The taste of buttered toast and milky tea captured in a bowl of comforting oats. The buttery breadcrumbs give two textures; one soft when cooked in with the oats, and one crunchy as a garnish. Your challenge is to not scoff them all before you get around to making your breakfast.
350ml Grass Fed Jersey Whole Milk (can be more/less dependent upon how thick you like your porridge)
Approx. 100g Coarse Sourdough Breadcrumbs
Preheat your oven to 180⁰C/gas mark. Pop the butter in a roasting tray and slide it into the oven to melt. In the meantime, cut away and discard the crusts from the bread. Tear it into coarse crumbs, about 1-2cm or so. When the butter has melted, throw the torn bread into the tray and mix well so that it soaks up all the butter. Return to the oven for 8-10 minutes or until golden brown and crunchy. These can be made in advance and will keep well in an airtight container for a couple of days.
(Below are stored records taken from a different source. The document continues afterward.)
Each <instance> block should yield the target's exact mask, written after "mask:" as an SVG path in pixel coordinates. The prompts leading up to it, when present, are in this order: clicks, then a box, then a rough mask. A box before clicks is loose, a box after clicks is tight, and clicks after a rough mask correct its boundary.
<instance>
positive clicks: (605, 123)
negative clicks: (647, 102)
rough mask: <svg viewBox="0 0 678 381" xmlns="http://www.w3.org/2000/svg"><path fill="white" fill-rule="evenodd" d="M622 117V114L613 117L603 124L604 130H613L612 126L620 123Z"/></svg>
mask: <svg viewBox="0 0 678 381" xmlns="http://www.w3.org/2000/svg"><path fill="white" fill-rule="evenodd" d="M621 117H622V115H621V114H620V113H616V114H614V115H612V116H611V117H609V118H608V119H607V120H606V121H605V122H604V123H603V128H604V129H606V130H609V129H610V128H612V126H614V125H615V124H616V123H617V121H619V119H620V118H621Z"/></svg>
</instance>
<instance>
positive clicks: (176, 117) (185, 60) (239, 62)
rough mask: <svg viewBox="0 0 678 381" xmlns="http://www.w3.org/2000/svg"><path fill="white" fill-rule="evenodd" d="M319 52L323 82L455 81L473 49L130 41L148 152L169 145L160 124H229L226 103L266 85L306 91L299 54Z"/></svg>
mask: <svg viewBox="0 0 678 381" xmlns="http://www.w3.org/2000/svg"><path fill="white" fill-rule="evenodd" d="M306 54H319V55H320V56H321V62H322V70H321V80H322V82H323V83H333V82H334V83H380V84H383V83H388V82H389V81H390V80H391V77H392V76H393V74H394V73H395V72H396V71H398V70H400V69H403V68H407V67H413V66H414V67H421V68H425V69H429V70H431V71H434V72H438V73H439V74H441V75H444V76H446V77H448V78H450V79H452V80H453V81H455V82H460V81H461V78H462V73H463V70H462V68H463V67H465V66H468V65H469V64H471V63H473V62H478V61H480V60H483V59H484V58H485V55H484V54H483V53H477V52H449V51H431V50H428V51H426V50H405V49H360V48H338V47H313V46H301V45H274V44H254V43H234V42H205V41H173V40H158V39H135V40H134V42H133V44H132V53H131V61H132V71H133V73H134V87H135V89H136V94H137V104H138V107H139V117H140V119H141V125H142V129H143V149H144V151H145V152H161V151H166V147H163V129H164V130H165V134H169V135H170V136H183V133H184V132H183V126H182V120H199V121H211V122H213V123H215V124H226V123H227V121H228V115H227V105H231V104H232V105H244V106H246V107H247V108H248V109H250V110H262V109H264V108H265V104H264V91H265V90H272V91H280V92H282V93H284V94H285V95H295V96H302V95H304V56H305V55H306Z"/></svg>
To make the porridge, warm your milk in a medium saucepan until it just reaches a simmer. Turn off the heat and pop in the teabags. Leave for 5 minutes to brew.
Remove the teabags and add the oats along with 30g of the baked breadcrumbs and a small pinch of salt. Return to a gentle heat and cook gently, stirring often, for 8-10 minutes until the oats have plumped up and softened completely. Add a dash more milk for you desired consistency.
Divide the warm porridge between 2 bowls. Garnish with the remaining breadcrumbs and a blob of your chosen preserve.